Review: Through long, arduous practice, Buddhists believe it is possible to remove the lens of self-interest and dogma to perceive "absolute reality," with "automatic compassion." After reading Robert Cooke's biography one believes that Dr. Judah Folkman has never looked at medicine any other way.

But the emperors of the scientific establishment have never dealt kindly with the boys who can't see their robes, as Cooke points out with several examples. (The Hungarian doctor who demonstrated that deaths from childbirth fever could be eliminated if doctors washed their hands was hounded by his colleages to suicide.) Dr. Folkman's heresy was the observation that tumors can't grow without stimulating healthy tissues to supply new blood vessels.

Fortunately for all of us, Dr. Folkman's vision has been matched by his persistence in pursuing it. In following Dr. Folkman's path from his boyhood in Ohio as the son of a rabbi, to Harvard where he gained his self-confidence, to the Navy research lab where his angiogenesis hypothesis first formed, and back to Boston as a pediatric surgeon-scientist, Cooke makes what might have been a difficult and technical story into an epic adventure.

In keeping with the fashion that writing a biography in chronological order is boring and passe, Cooke instead follows parallel thematic threads in Dr. Folkman's storied career. I personally found the resulting forward and backward jumps in time distracting, but not insurmountable.

It would have been enough if this were merely a story of scientific progress and the triumph of a new idea over entrenched dogma, but it is also the story of a man whose vision is matched by his devotion to his patients. It should be required reading for all prospective medical students.

Now angiogenesis-based therapies for cancer, atherosclerosis, blindness and arthritis are on the verge of exploding on the scene and Dr. Folkman's lab at Children's Hospital Boston is ground-zero. He and the generation of doctors and researchers that he has helped to train are revolutionizing huge swaths of medicine.
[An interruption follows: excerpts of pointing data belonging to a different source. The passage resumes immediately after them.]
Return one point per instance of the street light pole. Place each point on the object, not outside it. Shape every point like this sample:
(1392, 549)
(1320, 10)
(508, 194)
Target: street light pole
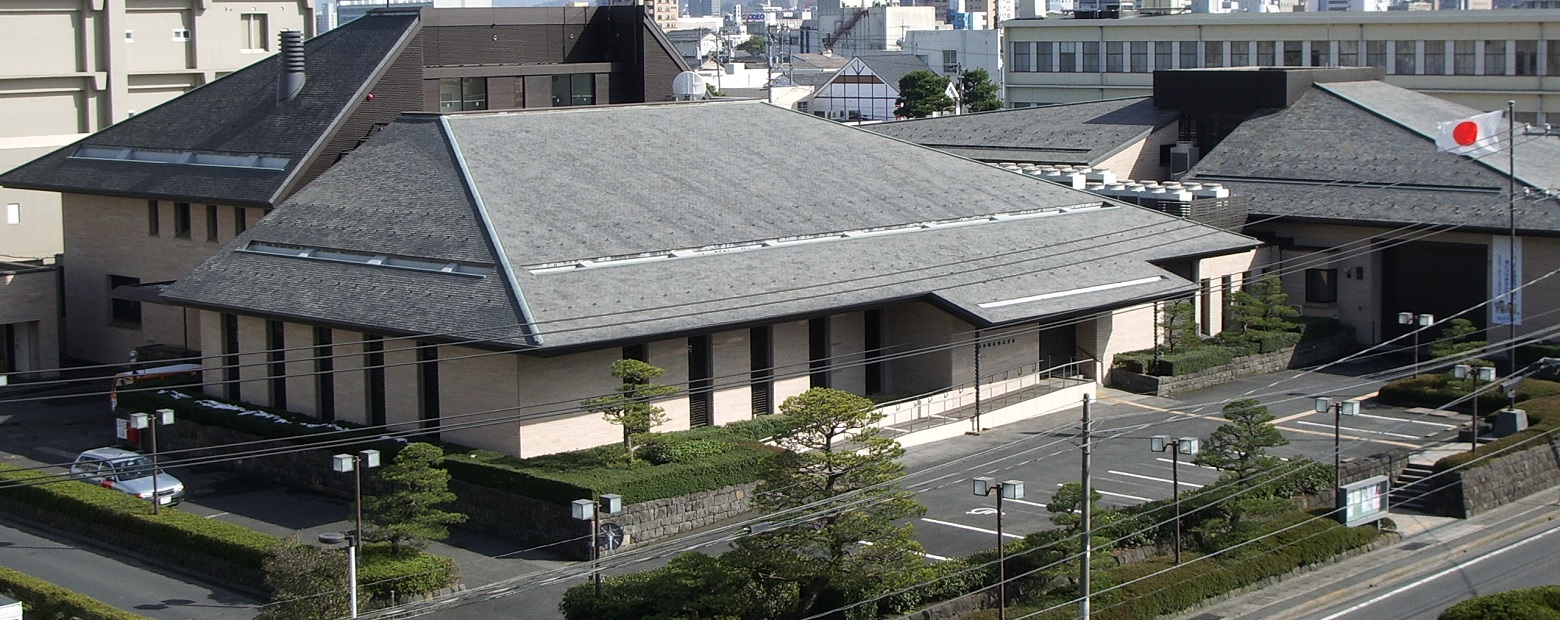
(1484, 374)
(1339, 409)
(356, 464)
(1175, 447)
(1011, 489)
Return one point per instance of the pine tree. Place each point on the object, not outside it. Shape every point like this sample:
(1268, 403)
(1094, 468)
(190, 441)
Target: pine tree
(1240, 445)
(631, 406)
(404, 514)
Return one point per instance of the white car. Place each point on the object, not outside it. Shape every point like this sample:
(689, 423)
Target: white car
(127, 472)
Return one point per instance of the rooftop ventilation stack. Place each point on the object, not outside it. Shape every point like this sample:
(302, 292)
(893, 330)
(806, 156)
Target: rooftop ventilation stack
(290, 78)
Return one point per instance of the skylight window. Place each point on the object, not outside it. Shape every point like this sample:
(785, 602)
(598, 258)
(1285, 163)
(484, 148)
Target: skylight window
(183, 156)
(362, 258)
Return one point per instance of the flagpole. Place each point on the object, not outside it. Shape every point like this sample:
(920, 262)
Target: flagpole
(1510, 245)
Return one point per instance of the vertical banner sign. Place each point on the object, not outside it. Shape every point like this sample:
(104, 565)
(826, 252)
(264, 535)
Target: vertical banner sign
(1507, 308)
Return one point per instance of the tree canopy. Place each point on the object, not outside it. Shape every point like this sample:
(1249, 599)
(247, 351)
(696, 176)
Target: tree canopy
(980, 94)
(922, 94)
(404, 514)
(1240, 445)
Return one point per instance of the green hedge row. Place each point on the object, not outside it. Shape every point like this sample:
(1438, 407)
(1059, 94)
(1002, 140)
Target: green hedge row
(44, 600)
(1532, 603)
(386, 575)
(688, 461)
(223, 541)
(131, 516)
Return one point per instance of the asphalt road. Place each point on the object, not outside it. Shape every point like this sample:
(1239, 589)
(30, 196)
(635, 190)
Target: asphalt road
(1517, 562)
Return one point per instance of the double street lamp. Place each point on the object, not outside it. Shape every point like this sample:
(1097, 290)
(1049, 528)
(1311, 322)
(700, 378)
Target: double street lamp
(1175, 447)
(1476, 374)
(1011, 489)
(592, 511)
(150, 424)
(356, 464)
(1339, 409)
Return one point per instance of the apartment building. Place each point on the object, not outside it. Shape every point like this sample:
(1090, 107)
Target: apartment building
(1471, 58)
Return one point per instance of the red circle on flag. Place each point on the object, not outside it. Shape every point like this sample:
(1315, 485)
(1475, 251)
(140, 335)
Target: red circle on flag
(1465, 133)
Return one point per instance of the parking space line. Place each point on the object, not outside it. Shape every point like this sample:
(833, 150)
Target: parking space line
(1361, 430)
(1412, 422)
(1351, 438)
(969, 527)
(1156, 480)
(1183, 464)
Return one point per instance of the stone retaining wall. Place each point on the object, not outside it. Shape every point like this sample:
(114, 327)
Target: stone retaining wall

When it happens it will seem like it was overnight, but those of us who have read Robert Cooke's book will know it was a lifetime in the making.

Rating: 5 stars
Summary: Father of academic capitalism
Review: Why Medtronic must build Folkman Institute for Angiogenic Research in Boston? Who is a real father of academic capitalism? How great bioscientist selects and trains great pupils? What is a real persistence in science? How decision of naval officer to search for acelluar substitute for blood determined the emergence of new exciting scientific field? Who will be the next possible Nobel Prize Winner? How we will treat cancer ? If one wants to know answers on these questions one must read this wonderfully written book. My advice: buy and read. It is a very good investment.